Chiamo a consulto i pediatri, Maria Vittoria arriva accompagnata da Barbara e Stefano, due pediatri di Siena che periodicamente vengono in missione, e valutiamo insieme il bambino. Per ora lo lasciamo gestire anche lui dai nostri fisioterapisti, non ci sono molte speranze in considerazione del fatto che i suoi sintomi sono comparsi prima e sono più gravi di quelli presentati dal fratello alla stessa età. Guardavo Ruth mentre teneva in braccio il suo bambino e provavo ad immaginare quanto sia dura la sua vita: abbandonata due volte da chi non poteva sopportare lo stigma di avere un figlio portatore di disabilità. Nello slum questo è il destino di gran parte delle madri con figli disabili.

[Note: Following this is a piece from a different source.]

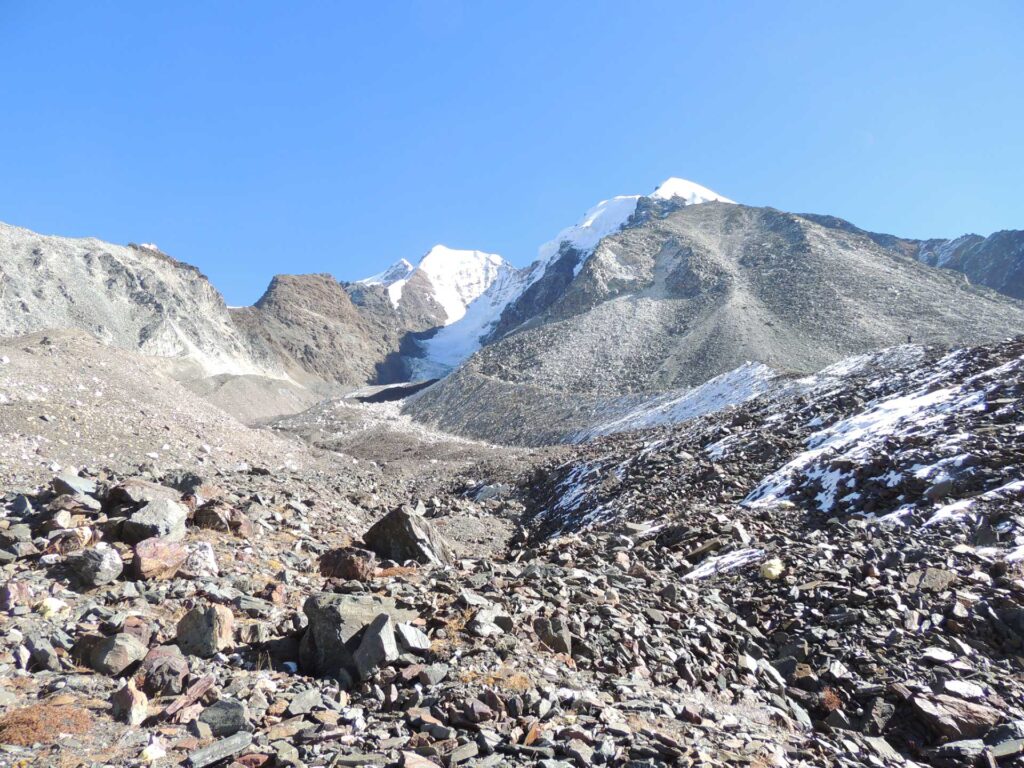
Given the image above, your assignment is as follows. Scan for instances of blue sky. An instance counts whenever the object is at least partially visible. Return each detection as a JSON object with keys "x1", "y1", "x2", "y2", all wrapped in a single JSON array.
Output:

Come uomo provo vergogna. Provo rabbia, delusione, frustrazione e impotenza di fronte a queste miserie: la povertà estrema è un vicolo cieco da cui non si esce, spesso diventa scuola di sopraffazione, di violenza. Mors tua vita mea. Egoismo, superstizione, la povertà culturale e materiale che ti impedisce di pensare ad una vita migliore, ad avere uno scopo, un futuro non immaginabile nello squallore dello slum i cui vivi. So bene quanto ci urta nel mondo ricco venire a conoscenza di ciò, ma è facile giudicare con la pancia piena, l’automobile, la TV e una casa degna di tale nome.